12. Por outro lado, como é igualmente consabido, o cidadão comum não tem, por regra, os conhecimentos técnicos e funcionais necessários ao exercício da defesa dos seus interesses e direitos em processos judiciais.
13. A esta conveniência técnica junta-se a obrigatoriedade da constituição de advogado nas acções em que seja admissível recurso, conforme imposto pelo artigo 40.º, n.º 1 do CPC.
14. O patrocínio judiciário assume assim uma dimensão que ultrapassa a mera defesa dos interesses privados das partes em juízo, ascendendo ainda a uma dimensão de interesse público, na medida em que constitui uma peça determinante para a boa administração da justiça.
15. E esta dimensão pública está igualmente patente no texto constitucional e no sistema de acesso ao direito estabelecido pela Lei n.º 34/2004, de 29 de Julho, ao assegurar, além do mais, o patrocínio judiciário a quem demostre não possuir capacidade financeira para constituir advogado.
16. Voltando ao caso presente, a Recorrente foi citada, no âmbito de uma instância executiva, para, em determinado prazo, pagar a quantia reclamada pela Exequente ou, no mesmo prazo, opor-se à execução através da apresentação de embargos, sendo que, na mesma notificação, é alertada – em face do valor da acção – para a circunstância de, querendo opor-se, ter obrigatoriamente que constituir advogado.
17. Sublinha-se – e lamenta-se – o facto de a citação ser absolutamente omissa quanto à questão do apoio judiciário. Ou seja, a Executada é notificada para pagar ou se defender, nesta última opção obrigatoriamente mediante constituição de advogado. Mas é omissa quanto à possibilidade da executada, em face de incapacidade económica para o efeito, poder requerer a nomeação de patrono, no mesmo prazo que lhe foi concedido para pagar ou opor-se à execução. E, não menos importante, de informar o processo, no mesmo prazo, que aguarda a nomeação de patrono. De resto, face à extensão das menções que constam da nota de citação – a maioria das quais absolutamente indecifráveis para o comum dos mortais – mal se compreende tal omissão.

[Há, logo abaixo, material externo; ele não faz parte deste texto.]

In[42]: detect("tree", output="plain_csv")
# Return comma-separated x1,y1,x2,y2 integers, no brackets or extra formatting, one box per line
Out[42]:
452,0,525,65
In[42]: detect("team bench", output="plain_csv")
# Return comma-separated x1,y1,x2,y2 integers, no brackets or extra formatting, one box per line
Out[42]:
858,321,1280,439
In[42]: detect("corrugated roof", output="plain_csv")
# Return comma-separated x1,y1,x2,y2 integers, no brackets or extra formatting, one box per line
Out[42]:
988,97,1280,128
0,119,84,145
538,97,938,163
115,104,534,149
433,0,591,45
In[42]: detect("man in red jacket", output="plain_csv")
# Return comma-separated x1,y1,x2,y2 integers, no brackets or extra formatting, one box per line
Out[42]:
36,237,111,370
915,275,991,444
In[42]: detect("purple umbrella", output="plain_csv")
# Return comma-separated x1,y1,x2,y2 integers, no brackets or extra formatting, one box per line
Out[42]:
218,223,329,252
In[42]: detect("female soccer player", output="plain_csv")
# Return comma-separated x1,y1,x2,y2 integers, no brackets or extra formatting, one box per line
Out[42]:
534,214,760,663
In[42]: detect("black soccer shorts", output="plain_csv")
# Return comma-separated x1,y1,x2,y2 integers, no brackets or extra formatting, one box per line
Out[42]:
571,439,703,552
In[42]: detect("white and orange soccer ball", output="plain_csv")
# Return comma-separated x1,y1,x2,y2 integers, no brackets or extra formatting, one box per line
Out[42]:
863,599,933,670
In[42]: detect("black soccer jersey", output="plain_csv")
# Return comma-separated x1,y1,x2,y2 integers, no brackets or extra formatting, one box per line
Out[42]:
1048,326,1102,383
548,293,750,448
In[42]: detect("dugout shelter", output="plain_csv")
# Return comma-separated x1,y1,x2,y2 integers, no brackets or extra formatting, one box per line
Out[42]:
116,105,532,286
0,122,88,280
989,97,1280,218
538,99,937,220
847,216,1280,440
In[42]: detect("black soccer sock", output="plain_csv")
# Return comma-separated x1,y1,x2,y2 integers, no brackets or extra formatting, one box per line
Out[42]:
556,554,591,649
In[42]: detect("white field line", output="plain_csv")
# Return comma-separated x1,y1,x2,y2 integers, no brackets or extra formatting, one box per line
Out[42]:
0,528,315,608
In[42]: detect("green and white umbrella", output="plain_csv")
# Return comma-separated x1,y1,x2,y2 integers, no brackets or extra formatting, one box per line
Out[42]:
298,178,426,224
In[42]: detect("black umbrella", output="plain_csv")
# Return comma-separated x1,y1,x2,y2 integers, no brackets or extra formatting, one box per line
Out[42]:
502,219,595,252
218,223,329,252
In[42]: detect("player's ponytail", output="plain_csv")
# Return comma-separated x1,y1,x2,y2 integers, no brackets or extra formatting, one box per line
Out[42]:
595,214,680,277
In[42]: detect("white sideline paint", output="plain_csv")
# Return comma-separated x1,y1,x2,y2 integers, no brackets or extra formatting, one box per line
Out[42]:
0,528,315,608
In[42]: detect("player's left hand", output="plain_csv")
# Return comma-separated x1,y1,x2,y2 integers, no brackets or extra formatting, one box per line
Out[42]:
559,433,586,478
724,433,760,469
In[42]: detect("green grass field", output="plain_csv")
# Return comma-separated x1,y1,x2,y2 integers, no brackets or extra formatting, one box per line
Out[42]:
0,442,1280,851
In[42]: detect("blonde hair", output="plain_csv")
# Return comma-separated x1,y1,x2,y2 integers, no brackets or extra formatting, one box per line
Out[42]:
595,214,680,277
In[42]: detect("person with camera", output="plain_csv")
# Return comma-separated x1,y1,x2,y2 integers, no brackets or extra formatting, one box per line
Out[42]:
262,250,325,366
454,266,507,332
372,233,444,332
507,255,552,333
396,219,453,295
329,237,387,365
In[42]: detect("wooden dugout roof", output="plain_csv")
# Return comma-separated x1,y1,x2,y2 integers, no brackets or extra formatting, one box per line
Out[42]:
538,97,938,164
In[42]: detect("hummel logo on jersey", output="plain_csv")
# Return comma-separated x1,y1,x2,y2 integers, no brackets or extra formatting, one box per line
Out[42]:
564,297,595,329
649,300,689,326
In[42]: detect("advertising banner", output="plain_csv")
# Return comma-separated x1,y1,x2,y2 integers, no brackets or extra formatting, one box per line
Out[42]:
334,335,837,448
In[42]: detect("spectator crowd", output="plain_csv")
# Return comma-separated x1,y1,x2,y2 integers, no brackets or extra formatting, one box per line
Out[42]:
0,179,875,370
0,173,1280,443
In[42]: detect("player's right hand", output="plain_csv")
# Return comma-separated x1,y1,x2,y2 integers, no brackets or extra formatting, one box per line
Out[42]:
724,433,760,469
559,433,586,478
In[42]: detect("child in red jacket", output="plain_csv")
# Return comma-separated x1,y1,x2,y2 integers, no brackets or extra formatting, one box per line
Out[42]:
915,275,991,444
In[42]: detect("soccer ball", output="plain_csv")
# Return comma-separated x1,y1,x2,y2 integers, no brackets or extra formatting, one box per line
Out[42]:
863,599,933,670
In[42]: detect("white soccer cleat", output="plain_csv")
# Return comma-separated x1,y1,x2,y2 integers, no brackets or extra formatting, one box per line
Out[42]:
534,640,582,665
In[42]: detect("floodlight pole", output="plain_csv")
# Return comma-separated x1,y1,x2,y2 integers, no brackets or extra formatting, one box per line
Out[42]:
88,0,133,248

18. O que é certo é que a Executada, no prazo que lhe foi concedido, requereu, de facto, junto dos competentes serviços da Segurança Social, o benefício do apoio judiciário nas modalidades de isenção de custas e encargos e de nomeação e compensação de patrono. Ou seja, demonstrou vontade em defender-se e preocupou-se em procurar ajuda, face à incapacidade de constituir advogado e assumir os respectivos encargos. Para tanto, muniu-se da necessária documentação à instrução do processo administrativo, preencheu os respectivos formulários e apresentou-os nos respectivos serviços.

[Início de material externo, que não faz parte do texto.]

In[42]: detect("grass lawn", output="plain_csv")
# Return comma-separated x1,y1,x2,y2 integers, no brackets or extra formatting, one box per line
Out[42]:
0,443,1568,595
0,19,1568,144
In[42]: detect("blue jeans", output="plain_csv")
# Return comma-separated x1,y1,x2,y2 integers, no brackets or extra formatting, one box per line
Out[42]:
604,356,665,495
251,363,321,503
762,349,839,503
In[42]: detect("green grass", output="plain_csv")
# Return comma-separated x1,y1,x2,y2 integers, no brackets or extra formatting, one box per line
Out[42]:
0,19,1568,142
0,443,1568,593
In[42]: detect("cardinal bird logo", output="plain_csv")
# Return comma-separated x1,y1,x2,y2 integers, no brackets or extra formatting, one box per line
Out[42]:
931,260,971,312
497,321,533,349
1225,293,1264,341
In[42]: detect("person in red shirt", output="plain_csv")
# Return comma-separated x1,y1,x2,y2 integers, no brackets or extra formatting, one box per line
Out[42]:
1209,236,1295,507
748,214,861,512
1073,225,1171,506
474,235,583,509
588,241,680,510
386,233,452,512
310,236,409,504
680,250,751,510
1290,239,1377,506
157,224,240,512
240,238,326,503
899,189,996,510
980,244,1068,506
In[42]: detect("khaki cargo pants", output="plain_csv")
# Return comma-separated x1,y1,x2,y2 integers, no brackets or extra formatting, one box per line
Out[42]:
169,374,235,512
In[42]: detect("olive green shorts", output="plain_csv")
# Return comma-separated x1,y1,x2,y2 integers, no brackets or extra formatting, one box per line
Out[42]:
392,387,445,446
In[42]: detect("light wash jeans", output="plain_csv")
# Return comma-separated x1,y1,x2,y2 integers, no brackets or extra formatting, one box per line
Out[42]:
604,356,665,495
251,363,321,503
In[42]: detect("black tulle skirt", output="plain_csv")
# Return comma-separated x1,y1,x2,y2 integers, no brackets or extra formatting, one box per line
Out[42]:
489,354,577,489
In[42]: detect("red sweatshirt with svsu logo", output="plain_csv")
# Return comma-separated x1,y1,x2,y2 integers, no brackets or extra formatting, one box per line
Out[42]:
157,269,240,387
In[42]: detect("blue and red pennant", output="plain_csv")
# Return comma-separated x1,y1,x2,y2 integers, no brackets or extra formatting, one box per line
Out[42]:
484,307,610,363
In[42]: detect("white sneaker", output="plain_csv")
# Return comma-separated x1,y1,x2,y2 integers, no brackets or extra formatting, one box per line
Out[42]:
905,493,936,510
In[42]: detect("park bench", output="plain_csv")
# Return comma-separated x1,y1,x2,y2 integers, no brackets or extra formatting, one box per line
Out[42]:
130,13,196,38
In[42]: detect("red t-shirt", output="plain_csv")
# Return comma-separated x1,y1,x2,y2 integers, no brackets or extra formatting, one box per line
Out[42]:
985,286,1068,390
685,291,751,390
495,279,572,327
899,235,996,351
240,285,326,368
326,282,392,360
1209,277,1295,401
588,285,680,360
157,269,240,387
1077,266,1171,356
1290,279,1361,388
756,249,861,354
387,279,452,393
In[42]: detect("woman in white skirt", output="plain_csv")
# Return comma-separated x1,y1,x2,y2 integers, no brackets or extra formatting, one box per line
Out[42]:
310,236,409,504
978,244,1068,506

19. Numa palavra, confiou na entidade pública a quem se dirigiu e confiou na eficiência do Estado em assegurar-lhe que a sua parca situação financeira não a iria impedir ou dificultar a defesa dos seus interesses em juízo. Aliás, como manda a Constituição e como é suposto acontecer num verdadeiro Estado de Direito Democrático.
20. Mas falhou uma etapa! Não informou o Tribunal do requerimento de apoio judiciário que havia formulado junto dos serviços da Segurança Social.
21. E porque não o fez? Mostrou preocupação e diligência ao recorrer ao instituto do apoio judiciário, com tudo o que isso implicou em termos de empenho, na expectativa de não se ver impedida de defender os seus direitos e interesses em juízo e, na linha final, perdeu pura e simplesmente tal preocupação e diligência? É evidente que não!
22. A resposta a estas questões, como decorre do senso comum e da decorrência lógica dos acontecimentos, é evidente: A Executada, ora Recorrente, não estava devidamente informada a este propósito.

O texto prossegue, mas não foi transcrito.